Oberstaatsanwaltschaft des Kantons Zürich, Postfach, 8090 Zürich.

Gegenstand
Eröffnung einer Untersuchung gegen Behördenmitglieder und Beamte,

Subsidiäre Verfassungsbeschwerde und Beschwerde in Strafsachen gegen den Beschluss des Obergerichts des Kantons Zürich, II. Zivilkammer, vom 6. Juli 2007 (NS070025/U).

Der Präsident zieht in Erwägung:
1.
Eine Feststellung, dass das Bundesgericht die Grundrechte des Beschwerdeführers verletzt und "den menschenrechtskonformen Zustand wieder herzustellen" habe (Anträge 8 und 10), ist im vorliegenden Verfahren nicht möglich. Darauf ist nicht einzutreten.
2.
Im Strafrecht können alle kantonalen Entscheide unter denselben Legitimationsvoraussetzungen mit dem ordentlichen Rechtsmittel der Beschwerde in Strafsachen angefochten werden. Es besteht deshalb für die subsidiäre Verfassungsbeschwerde kein Raum (Urteil 6B_38/2007 vom 23. August 2007, E. 3). Auf diese ist im Verfahren nach Art. 108 BGG nicht einzutreten.
3.
Die Beschwerde richtet sich dagegen, dass gegen drei Personen sowie gegen Unbekannt keine Strafuntersuchung wegen Amtsmissbrauchs eröffnet und auf das Begehren, gegen drei weitere Personen eine Strafuntersuchung wegen Amtsmissbrauchs etc. zu eröffnen, nicht eingetreten wurde. Gemäss Art. 81 Abs. 1 BGG (der Art. 115 BGG entspricht) sowie der bundesgerichtlichen Rechtsprechung (BGE 6B_12/2007 vom 5. Juli 2007) ist der Anzeigeerstatter oder Geschädigte zur Beschwerde nicht legitimiert. Soweit der Beschwerdeführer Verletzungen seiner Grundrechte rügt (z.B. Beschwerde S. 6 Ziff. 3.2.), genügt die Eingabe überdies den Begründungsanforderungen von Art. 106 Abs. 2 BGG nicht. Auf die Beschwerde in Strafsachen ist im Verfahren nach Art. 108 BGG nicht einzutreten.

Mit dem Entscheid in der Sache ist das Gesuch um Erlass vorsorglicher Verfügungen gegenstandslos geworden.
4.
Die Gerichtskosten sind dem Beschwerdeführer aufzuerlegen (Art. 66 Abs. 1 BGG).

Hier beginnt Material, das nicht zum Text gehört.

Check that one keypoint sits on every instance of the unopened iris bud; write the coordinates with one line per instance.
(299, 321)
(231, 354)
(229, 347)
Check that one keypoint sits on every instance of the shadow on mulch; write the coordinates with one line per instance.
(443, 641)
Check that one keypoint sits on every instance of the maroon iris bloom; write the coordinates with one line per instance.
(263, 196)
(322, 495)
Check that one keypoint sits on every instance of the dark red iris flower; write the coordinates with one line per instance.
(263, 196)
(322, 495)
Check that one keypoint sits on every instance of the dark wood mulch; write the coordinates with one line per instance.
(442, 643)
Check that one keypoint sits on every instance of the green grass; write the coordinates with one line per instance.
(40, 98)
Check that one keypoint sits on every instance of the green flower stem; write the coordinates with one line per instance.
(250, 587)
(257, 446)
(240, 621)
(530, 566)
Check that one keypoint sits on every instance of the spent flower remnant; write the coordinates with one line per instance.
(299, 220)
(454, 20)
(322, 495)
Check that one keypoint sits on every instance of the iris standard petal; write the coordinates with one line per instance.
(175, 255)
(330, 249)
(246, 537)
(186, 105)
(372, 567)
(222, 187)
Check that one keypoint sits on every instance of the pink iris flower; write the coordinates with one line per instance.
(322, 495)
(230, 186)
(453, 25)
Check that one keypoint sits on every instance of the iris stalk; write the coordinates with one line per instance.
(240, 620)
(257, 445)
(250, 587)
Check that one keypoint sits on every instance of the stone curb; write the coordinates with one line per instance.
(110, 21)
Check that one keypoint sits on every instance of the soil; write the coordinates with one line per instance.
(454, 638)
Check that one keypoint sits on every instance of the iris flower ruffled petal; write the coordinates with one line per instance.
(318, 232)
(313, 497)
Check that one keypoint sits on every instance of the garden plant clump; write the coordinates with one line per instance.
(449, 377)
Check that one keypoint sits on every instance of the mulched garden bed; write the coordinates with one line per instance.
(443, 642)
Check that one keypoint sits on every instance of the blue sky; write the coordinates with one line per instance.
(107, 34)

Demnach erkennt der Präsident:
1.
Auf die subsidiäre Verfassungsbeschwerde und auf die Beschwerde in Strafsachen wird nicht eingetreten.
2.
Die Gerichtsgebühr von Fr. 800.-- wird dem Beschwerdeführer auferlegt.
3.
Dieses Urteil wird dem Beschwerdeführer, der Oberstaatsanwaltschaft des Kantons Zürich und dem Obergericht des Kantons Zürich, II. Zivilkammer, schriftlich mitgeteilt.
Lausanne, 6. September 2007
Im Namen der Strafrechtlichen Abteilung
des Schweizerischen Bundesgerichts
Der Präsident: Der Gerichtsschreiber:

Schlagwörter

admissibilitystandingcriminal appealconstitutional complaintnon-entrycosts

Von Omnilex extrahiert

Kernrechtsfrage

Whether the subsidiary constitutional complaint was admissible alongside the criminal appeal.

Extrahierter Entscheid

No separate room existed for the subsidiary constitutional complaint because the criminal appeal was the ordinary remedy for cantonal criminal decisions.

Extrahierte Begründung

The court held that all cantonal criminal decisions may be challenged under the same standing requirements through the criminal appeal; therefore the subsidiary constitutional complaint was excluded.

Kernrechtsfrage

Whether the criminal appeal was admissible and whether the appellant had standing to challenge the refusal to open criminal investigations.

Extrahierter Entscheid

The appellant lacked standing as a mere complainant/injured party, and the submissions on fundamental-rights violations did not meet the federal reasoning requirements.

Extrahierte Begründung

Under the applicable standing rules and case law, an informant or injured party is not entitled to appeal in this context; in addition, the constitutional allegations were insufficiently reasoned.

Kernrechtsfrage

Court costs

Extrahierter Entscheid

The court costs were imposed on the appellant.

Extrahierte Begründung

As the appeal was unsuccessful, costs followed the outcome.